Gross domestic product (GDP) expanded by 1.9% in the three months through March after a revised 0.1% drop in the prior quarter, data from government statistics agency IBGE showed on Thursday. Growth beat the 1.3% median forecast in a Reuters poll of economists.
The Brazilian real strengthened 0.5% against the U.S. dollar and the benchmark stock index rose 0.6%.
Planning Minister Simone Tebet told journalists the country could grow up to 2.3% this year without inflationary pressure, and the Finance Ministry said the latest data could lead it to raise a current outlook for 1.9% growth this year.
The ministry had anticipated a boost from a strong harvest and more robust services activity due to government policies raising disposable income, such as a higher minimum wage and more generous welfare programs.
Agricultural output surged 21.6% in the quarter, while service activity grew 0.6% and industry declined by 0.1%.
On the demand side, household consumption rose by 0.2%, while government spending increased by 0.3%.
Latin America’s largest economy grew 4.0% in the first quarter from a year earlier, exceeding the projected 3.0% expansion.

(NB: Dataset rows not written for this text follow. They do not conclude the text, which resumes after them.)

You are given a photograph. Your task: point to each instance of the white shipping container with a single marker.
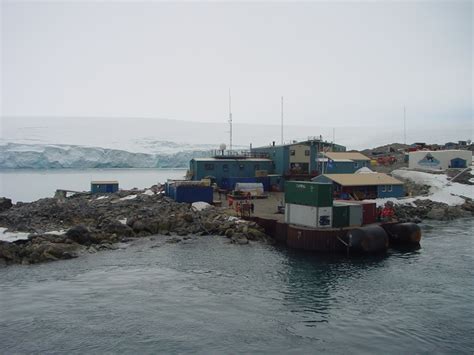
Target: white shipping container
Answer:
(308, 216)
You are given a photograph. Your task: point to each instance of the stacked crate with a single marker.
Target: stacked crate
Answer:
(308, 204)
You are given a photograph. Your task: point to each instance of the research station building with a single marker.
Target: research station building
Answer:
(363, 186)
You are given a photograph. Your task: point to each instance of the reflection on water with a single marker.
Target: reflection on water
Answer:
(204, 295)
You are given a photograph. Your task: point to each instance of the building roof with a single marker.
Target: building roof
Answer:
(363, 179)
(305, 142)
(98, 182)
(211, 159)
(346, 155)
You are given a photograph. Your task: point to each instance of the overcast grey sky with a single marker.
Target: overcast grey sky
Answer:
(344, 63)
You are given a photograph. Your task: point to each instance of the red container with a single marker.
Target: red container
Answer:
(369, 212)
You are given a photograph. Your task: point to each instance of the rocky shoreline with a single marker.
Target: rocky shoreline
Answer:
(63, 228)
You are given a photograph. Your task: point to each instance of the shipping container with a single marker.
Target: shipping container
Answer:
(191, 193)
(104, 186)
(308, 193)
(229, 183)
(308, 216)
(340, 215)
(254, 188)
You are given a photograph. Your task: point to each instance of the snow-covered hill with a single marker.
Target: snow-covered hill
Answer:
(37, 156)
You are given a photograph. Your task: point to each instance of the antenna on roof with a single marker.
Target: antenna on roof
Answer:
(404, 125)
(282, 120)
(230, 121)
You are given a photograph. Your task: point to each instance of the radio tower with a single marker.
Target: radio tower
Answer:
(230, 123)
(282, 120)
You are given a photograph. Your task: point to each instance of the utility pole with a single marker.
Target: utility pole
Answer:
(404, 125)
(282, 120)
(230, 122)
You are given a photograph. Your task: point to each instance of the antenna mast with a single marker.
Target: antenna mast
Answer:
(404, 125)
(282, 120)
(230, 122)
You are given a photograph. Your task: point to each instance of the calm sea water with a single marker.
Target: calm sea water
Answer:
(29, 185)
(206, 296)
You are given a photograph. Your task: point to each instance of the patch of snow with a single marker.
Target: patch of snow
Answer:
(441, 189)
(200, 205)
(61, 232)
(12, 236)
(129, 197)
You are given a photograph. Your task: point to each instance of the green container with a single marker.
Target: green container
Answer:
(340, 215)
(308, 193)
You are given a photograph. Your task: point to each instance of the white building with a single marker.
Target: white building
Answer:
(439, 159)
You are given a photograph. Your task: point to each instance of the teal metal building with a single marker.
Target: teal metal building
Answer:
(297, 159)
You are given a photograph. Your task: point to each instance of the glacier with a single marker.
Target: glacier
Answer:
(56, 156)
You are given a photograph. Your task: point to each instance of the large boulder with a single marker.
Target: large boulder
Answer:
(118, 228)
(47, 251)
(9, 252)
(5, 204)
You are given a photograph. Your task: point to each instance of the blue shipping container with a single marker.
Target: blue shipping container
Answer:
(265, 181)
(104, 187)
(193, 193)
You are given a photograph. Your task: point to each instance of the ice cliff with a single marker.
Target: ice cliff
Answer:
(37, 156)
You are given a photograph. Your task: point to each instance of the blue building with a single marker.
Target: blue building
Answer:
(104, 187)
(225, 171)
(363, 185)
(297, 159)
(342, 162)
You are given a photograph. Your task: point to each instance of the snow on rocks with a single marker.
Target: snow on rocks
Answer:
(12, 236)
(441, 189)
(129, 197)
(200, 205)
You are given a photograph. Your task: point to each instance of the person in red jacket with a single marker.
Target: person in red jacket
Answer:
(388, 213)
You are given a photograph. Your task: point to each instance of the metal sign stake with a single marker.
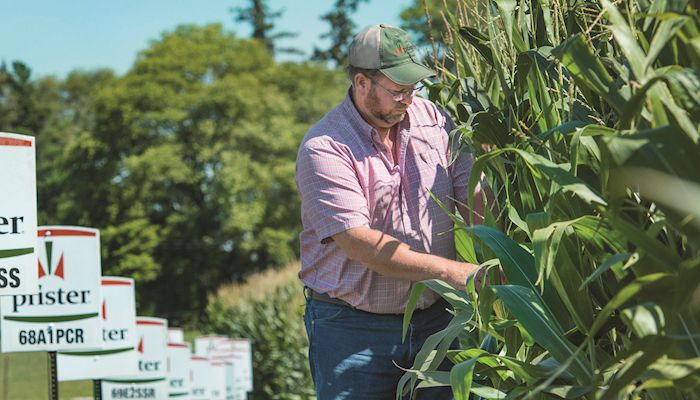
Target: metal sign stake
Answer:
(53, 376)
(97, 389)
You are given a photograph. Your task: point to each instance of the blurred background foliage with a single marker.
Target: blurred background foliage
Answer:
(585, 118)
(185, 163)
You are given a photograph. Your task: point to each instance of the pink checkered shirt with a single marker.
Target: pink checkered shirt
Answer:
(346, 179)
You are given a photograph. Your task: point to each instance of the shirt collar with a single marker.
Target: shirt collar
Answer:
(358, 123)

Goldman Sachs (NYSE:) adjusted its 2023 GDP growth forecast to 2.6% from 1.75% after the first-quarter data, citing the additional help of net exports and inventory accumulation.
XP (NASDAQ:) economists indicated an upward revision of their current 1.4% growth outlook, forecasting market expectations to keep rising to the range of 2.0% to 2.5%.
Ahead of the first-quarter GDP figures, private economists in a weekly central bank survey had raised their 2023 estimates to 1.26% growth, still a sharp slowdown from the 2.9% advance last year.
President Luiz Inacio Lula da Silva has criticized the central bank for holding its benchmark interest rate at a six-year-high of 13.75% despite declining inflation, arguing that such high borrowing costs hamper economic activity.
Lucas Toro, chief analyst at Toro Investimentos, said even with better-than-expected growth to start the year, he still expects rate cuts to kick off in the second half of 2023 on more benign signs of inflation.
Central bank chief Roberto Campos Neto earlier this week acknowledged that growth was surprising on the upside, but anticipated that a slowdown in core inflation would continue.